The 10 chiefs were part of an independence movement in what was then German Samoa, and in 1909, the German governor exiled them to Saipan, which was also under German control.

Scott Russell, from the Northern Marianas Humanities Council, told Radio New Zealand's Dateline Pacific that little is known about the Samoan community on Saipan, and he's working to change that.

“It involved 10 chiefs from what is now independent Samoa and they had been involved in a movement that had been banned by the German administration,” Russell said.

“As a result, the German government decided they needed to be put in chiefly exile –and because Saipan was also a German colony at the time, that was the island that was selected.”

DATELINE PACIFIC: So they were exiled there for how long?

“I'm not sure exactly how long it would have lasted but World War I intervened and of course German Samoa became New Zealand territory and the Northern Marianas was taken over by the Japanese.

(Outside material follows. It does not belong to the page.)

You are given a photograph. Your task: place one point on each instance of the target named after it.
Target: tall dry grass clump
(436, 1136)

“And so when the Japanese navy came in, they were petitioned by senior chief Lauaki to be repatriated home, and finally in August of 1915, arrangements were made to repatriate the surviving chiefs.

“They were here from 1909 until 1915, so about six years, slightly over six years.

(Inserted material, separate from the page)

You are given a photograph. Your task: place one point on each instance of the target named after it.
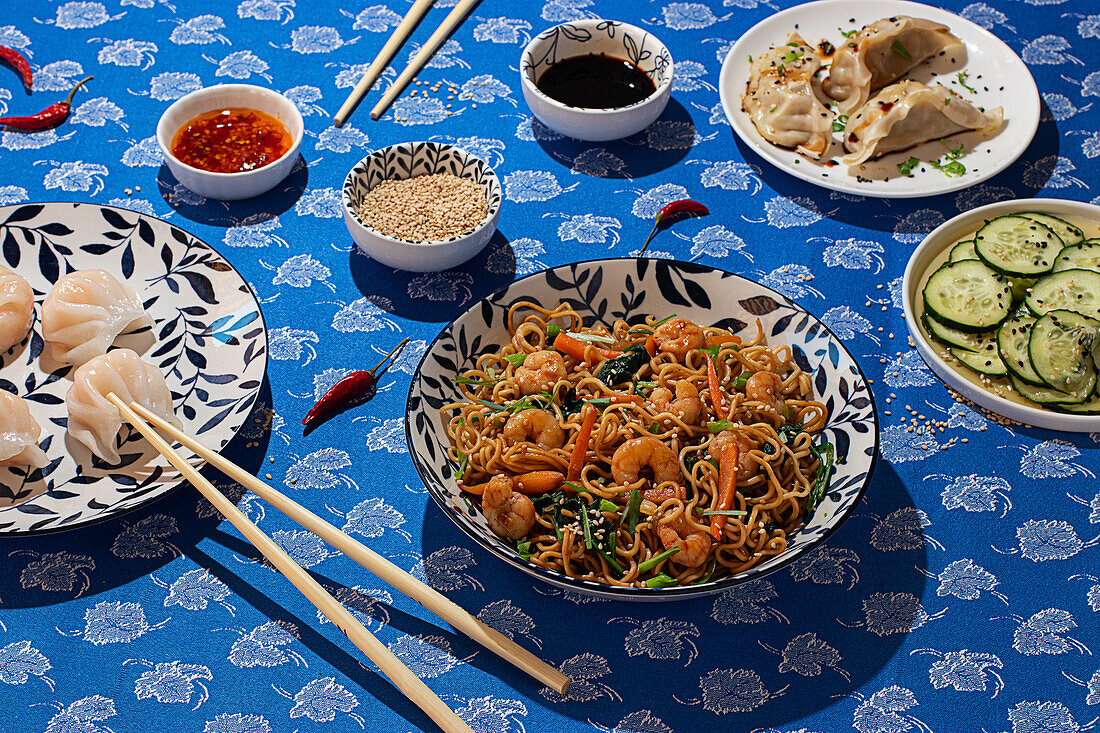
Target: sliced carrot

DATELINE PACIFIC: What did they do while on Saipan?

“They lived a pretty typical Samoan life, they were given land just north of the main settlement along the beach, and they built 10 Samoan style houses and they also had another one built for their pastor, so they had their own church.

“There were 72 people altogether in the community, it was the 10 chiefs plus their immediate family and a few servants.

DATELINE PACIFIC: And so you have embarked on a project to conserve the memory of this Saipan exile– what did this involve?

“It's a bit of history that people know just barely, if you look through our history books, there are a few references to the fact that there were a group of exile Samoan chiefs here – but pretty much that was all the information that anybody had.

“About 17 or 18 years ago I was doing some research in papers of an American naval officer and I came across a typed script which was a translated account of the youngest chief who was exiled here.

“And he, rather than being sent back to Samoa, decided he wanted to go to Guam and so he made his own arrangements and took off in a Samoan style paddling canoe one day and he paddled his way to Guam.

“He had spent his time on Saipan learning to speak German with the idea that he could get a job with the German colonial government when he eventually went back to Samoa.

“But then, when the war intervened, he realised that his time learning German had been a waste, and he decided he was going to learn English – and he was given a job in the navy printing office and he was there from 1915 to 1919.

“The off-spin of this project is to put together a booklet that combines historical accounts with the remembered oral historical information, so we are working on that now with some colleagues in independent Samoa.

“We are hoping to have something maybe within a year because we have pretty much gotten the German colonial records of the exiles, we are now looking into the British and Japanese side of things.

“Unfortunately they were just north of an area that became a naval sea plane base for the Japanese and then by the US military, so any physical traces of their village were long since eradicated.”